I've never been so hurt as when I found out that all of my friends knew a secret about another friend of ours and didn't inlcude me. Even my husband knew. And no one told me. Of course they all said, "I was told not to tell anyone!" What they might as well have said was, "You can't keep your mouth shut, that's why we couldn't tell you!" Ouch!
I struggle with gossip. The Bible tells us that gossip is of the devil. In Titus gossipers are called accusers, the same name given Satan 34 times in the Bible. Who wants to be compared to Satan? Gossip is compared to an uncontrollable fire. Adding to something someone has told you or simply repeating it yourself is like stoking the fire. And OH how it hurts when you get burnt by that fire! I've been on the receiving end of gossip and you would think it would have taught me a lesson. But apparently it hasn't.
So why do we do it? Personally, I really think it's to fit in. I've always longed to fit in with everyone. I want people to like me. I want to be included in whatever's going on. And gossip gets you in. If you know something others don't know, you're in. Because whether they really want to or not, some part of them wants to know. Whether they care or not, it's intriguing. But it's wrong. Sin is sin. I believe that no sin is any different. Not one carries more weight than the other. So gossip is just as bad as murder...wow. It is similar in many ways that's for sure. Like I said, I've been at the other end and it's painful. Like what I imagined being stabbed to feel like. Breathtaking and aching. Making you scared and timid around people.
So how can I stop? The Bible tells us that we should build each other up (edify). I can't do that if I'm gossiping about them. Because gossip only tears people down. And how can I be a witness to others, live like Jesus, if I'm tearing people down?

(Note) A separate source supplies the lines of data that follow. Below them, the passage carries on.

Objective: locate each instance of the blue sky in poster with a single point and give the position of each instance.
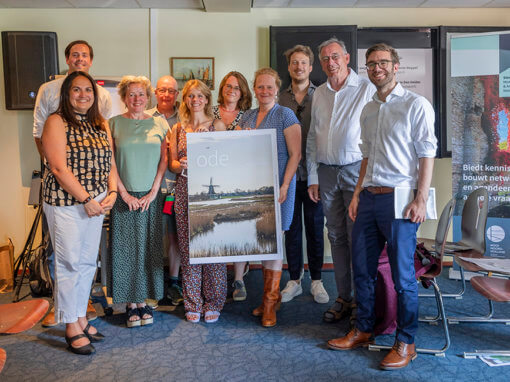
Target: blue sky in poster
(234, 160)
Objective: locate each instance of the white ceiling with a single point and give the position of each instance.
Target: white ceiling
(246, 5)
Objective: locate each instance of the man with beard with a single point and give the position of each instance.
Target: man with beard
(398, 146)
(298, 97)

My goal, to stop gossiping. When I hear something, juicy or mundane, I'm going to reach for God's word and silently chant Ephesians 4:29 in my head. "Let no corrupt communication proceed out of your mouth, but that which is good to the use of edifying, that it may minister grace unto the hearers." I know I'll still mess up, but I pray that they Lord would make me aware of these mistakes and help me learn and grow from them.